En algún lugar del camino entre ese chico o chica con ganas de comerse el mundo y el momento en que te encuentras ahora sentiste comodidad: Pudiste viajar, pudiste comprar o alquilar un inmueble, pudiste comprar ese televisor para ver tus partidos de fútbol, programas de cocina, series en Internet; salir con tus amigos y amigas una o dos noches a la semana… y se sintió bien.

En algún momento conseguiste ese trabajo en el que pensaste empezar, para luego hacer carrera, o para luego saltar a otra empresa y obtener el trabajo que siempre soñaste. Y ese trabajo pagó las cuentas, y los viajes, y las salidas con los amigos, y te permitió acceder al crédito vehicular. Y de pronto un día dijiste: “Espera… yo quería ser [INSERTAR PROFESIÓN]”, o “yo quería hacer [INSERTAR ACTIVIDAD]”. Y no le diste mucha importancia.
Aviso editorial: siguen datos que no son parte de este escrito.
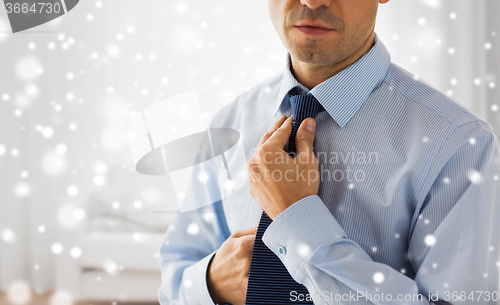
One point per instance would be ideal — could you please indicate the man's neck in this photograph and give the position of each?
(310, 76)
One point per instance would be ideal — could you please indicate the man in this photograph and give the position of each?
(404, 210)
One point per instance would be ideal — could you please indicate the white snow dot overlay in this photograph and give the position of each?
(378, 277)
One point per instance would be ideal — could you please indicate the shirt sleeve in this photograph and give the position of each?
(188, 247)
(191, 241)
(452, 246)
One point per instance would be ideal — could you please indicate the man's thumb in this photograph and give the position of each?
(305, 136)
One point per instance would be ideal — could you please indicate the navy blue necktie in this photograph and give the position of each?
(269, 281)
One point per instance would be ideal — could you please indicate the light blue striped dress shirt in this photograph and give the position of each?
(407, 205)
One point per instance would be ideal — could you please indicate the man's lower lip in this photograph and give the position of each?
(313, 31)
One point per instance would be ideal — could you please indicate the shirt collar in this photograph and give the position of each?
(342, 94)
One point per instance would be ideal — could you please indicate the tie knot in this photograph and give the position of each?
(304, 106)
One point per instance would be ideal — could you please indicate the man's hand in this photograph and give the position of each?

Pero luego pasaron algunos años. Y sí, tienes un gran trabajo, y sí, tienes una gran familia, y sí, tienes lindos hijos, y sí, tienes un gran departamento, o una casa encantadora. Pero por algún motivo sientes que algo te falta. Sientes que has dejado algo importante sin hacer. Y claro, antes sentías que podías posponerlo, pero ahora sientes que tienes tantos recursos y tanto tiempo invertido en la persona que eres en este momento, que jamás podrías ser la persona que quieres ser, porque el riesgo es demasiado alto.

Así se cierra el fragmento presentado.